By Milly Johnson - September 3, 2010
  It’s been the most emotional summer I can remember. My son is going to ‘big school’ in September. Although he’s all grown up now and raises his eyebrows when I call it that. He’ll strut off on his first day with his uniform sparkling and his shoes polished to army standard and I’ll be the nervous wreck worrying that he’ll be okay and wondering where all the years went. One minute I was taking pictures of him on his first day in his tiny Shawlands uniform, the next I’m buying jumpers for him for Kingstone which both the dog and I could fit into.

  But I’m not just sad that his days of being a big goldfish in the garden pond are over and soon he’ll be a mere shrimp in the Pacific Ocean. It’s more selfish than that, because it’s an end of an era for me too. For seven years I’ve waited outside the school gates with the other parents of kids in his class. We started out with polite good mornings, conferred with each other when the kids brought home conflicting messages. Then we started bonding during birthday parties as we hovered like hawks over our little ones, willing them to leave us a sausage roll. We’ve passed around tissues when they’ve acted in their first nativities and sang ‘Little Donkey’ in terrible tune. We’ve blown off steam together when the kids have driven us to breaking point and kept each other sane. We’ve invited each other around for dinner, cracked open the red wine, broken bread and shared our lives. Friendships developed between us parents which are just as strong as those which grew between our offspring. In our little parent- community, marriages have broken up, two parents have died, more children have been born, jobs have been lost – we’ve laughed and we’ve cried together and given each other support when those niggly little frictions arose. I’ve had more instances of writing inspiration at those gates than I can count.

  Even the teachers have become friends in a way that never happened in my parent’s generation. In fact, I’ve had a longer relationship with the school than I did with my husband. We’ve become a large, extended family in which children and parents will Mexican wave in as babies and out as twice the size, the teachers being the constant that holds everything together. And I just know that I couldn’t have picked a nicer school for my lads. The lasses in the office were first on the scene when my dog went missing and I presumed he’d followed his usual school run routine (he had!) and the teachers of Shawlands have helped me form two great kids with an interest in everything. As I know only too well, a good or a bad teacher has a long reaching effect on a child’s life. I don’t know what I’d be doing now if I didn’t have the fabulous Miss Kate Taylor injecting magic into all those books I’d pigeon-holed as ‘bo-ring’ – the stories which are now my greatest influences.  And as an ex-trainee accountant – the nadir of my job experiences - any teacher that can get my lads interested in math, is up there on a plinth with ‘Genius’ written on it.

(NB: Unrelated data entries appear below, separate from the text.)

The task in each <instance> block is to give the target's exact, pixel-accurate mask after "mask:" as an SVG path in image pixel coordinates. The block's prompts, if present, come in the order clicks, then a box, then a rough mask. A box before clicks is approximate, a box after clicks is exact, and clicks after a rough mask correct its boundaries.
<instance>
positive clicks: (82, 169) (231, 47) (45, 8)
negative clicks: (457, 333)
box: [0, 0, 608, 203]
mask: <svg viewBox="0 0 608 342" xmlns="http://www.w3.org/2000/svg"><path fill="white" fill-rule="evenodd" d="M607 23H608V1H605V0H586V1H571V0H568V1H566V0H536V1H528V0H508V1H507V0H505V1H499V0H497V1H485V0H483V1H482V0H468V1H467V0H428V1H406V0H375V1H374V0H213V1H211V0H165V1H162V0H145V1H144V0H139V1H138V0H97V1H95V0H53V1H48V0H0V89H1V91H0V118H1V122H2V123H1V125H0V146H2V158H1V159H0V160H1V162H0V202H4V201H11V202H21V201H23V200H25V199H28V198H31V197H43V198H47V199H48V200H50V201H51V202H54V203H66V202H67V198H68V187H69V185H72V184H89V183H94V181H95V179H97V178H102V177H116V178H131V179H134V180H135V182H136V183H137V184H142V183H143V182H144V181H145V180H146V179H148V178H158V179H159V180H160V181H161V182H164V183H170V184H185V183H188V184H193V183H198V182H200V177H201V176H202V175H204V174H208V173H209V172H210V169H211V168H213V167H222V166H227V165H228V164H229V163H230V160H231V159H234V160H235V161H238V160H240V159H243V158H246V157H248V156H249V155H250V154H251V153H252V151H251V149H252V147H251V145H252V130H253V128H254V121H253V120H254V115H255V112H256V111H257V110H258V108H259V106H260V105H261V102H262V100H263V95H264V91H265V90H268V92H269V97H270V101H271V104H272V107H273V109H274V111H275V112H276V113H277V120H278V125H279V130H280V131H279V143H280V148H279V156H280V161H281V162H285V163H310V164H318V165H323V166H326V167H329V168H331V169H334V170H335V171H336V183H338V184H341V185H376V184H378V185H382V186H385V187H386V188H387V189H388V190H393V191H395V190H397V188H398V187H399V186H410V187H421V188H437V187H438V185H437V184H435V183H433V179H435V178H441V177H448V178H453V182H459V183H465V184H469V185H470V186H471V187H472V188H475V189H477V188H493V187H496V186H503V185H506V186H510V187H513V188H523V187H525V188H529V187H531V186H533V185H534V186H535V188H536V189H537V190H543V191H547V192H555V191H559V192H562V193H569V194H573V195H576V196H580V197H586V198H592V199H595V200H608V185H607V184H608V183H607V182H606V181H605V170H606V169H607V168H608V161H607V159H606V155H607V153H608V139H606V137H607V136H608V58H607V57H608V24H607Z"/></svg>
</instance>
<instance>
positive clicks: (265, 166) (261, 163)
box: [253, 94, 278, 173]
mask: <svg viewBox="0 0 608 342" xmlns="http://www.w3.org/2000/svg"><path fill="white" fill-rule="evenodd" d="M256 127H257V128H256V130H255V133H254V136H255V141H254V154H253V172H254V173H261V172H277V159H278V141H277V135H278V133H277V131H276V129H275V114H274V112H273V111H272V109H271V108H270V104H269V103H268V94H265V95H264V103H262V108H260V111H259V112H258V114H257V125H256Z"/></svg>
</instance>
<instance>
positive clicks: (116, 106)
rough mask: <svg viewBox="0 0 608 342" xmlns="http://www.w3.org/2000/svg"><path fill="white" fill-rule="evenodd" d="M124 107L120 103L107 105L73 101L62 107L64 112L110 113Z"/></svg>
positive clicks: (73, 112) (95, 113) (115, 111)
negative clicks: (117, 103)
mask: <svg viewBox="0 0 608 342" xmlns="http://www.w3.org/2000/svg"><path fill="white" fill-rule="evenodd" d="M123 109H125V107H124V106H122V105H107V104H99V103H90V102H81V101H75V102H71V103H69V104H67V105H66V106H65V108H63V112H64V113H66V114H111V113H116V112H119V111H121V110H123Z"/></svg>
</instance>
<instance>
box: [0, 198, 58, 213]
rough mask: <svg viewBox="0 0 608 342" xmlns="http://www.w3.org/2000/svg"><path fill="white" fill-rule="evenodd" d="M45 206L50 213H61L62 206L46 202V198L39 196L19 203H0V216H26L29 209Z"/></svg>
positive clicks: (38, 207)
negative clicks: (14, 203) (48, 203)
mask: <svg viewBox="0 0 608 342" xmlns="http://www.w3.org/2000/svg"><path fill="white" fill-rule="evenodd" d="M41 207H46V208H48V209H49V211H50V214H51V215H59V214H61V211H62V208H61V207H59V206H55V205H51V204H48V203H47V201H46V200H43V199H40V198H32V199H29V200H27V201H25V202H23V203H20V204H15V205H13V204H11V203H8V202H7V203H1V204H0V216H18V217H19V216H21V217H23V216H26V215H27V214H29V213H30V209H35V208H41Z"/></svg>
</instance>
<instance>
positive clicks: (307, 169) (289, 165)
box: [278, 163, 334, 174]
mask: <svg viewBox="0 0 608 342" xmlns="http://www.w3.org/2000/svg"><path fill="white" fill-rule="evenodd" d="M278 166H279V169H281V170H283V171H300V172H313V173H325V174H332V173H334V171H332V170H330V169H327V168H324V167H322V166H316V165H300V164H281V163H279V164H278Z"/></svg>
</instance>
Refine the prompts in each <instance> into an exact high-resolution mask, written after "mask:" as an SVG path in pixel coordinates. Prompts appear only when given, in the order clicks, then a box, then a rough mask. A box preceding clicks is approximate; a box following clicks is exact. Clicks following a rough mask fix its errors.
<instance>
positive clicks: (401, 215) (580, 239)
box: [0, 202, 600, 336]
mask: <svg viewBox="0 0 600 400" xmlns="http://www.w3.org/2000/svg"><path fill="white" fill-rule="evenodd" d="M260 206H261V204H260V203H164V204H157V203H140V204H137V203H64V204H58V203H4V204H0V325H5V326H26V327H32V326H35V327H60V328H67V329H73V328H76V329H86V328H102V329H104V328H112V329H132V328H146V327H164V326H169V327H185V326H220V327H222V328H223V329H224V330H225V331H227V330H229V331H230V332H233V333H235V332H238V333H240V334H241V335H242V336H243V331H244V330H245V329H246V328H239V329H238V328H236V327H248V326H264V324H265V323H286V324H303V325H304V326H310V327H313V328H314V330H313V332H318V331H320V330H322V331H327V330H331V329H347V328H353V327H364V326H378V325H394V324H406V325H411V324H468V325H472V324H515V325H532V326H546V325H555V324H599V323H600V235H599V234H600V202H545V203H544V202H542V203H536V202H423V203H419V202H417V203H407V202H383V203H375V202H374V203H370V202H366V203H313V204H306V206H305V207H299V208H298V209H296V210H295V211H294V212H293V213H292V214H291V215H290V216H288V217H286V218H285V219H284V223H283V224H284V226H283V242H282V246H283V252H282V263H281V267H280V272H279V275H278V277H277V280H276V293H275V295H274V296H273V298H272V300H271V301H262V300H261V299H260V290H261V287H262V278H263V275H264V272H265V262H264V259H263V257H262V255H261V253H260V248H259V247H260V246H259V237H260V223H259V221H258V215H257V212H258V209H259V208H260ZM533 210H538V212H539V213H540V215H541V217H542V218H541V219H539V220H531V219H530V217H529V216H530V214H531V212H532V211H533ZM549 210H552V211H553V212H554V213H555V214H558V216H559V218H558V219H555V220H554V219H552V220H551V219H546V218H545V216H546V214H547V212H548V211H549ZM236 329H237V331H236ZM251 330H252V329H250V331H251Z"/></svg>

  I have one year of walking to Shawlands left as the dog and I drop off my younger son, who will be in year 6 this time - his turn at being the big goldfish in the pond. Then my life will change in a way I’m not looking forward to. My little ritual will be gone forever. We bring our children into this world knowing our job is to prepare them for leaving us. But part of me wants to freeze some time where I am forever tying their shoelaces and leading them by the hand down to this most wonderful primary school, then standing by those school gates, dishing the dirt, gossiping, laughing with my fellow parent-friends as we wave off our little ones for the day. I was as cosy and secure in that world as they were.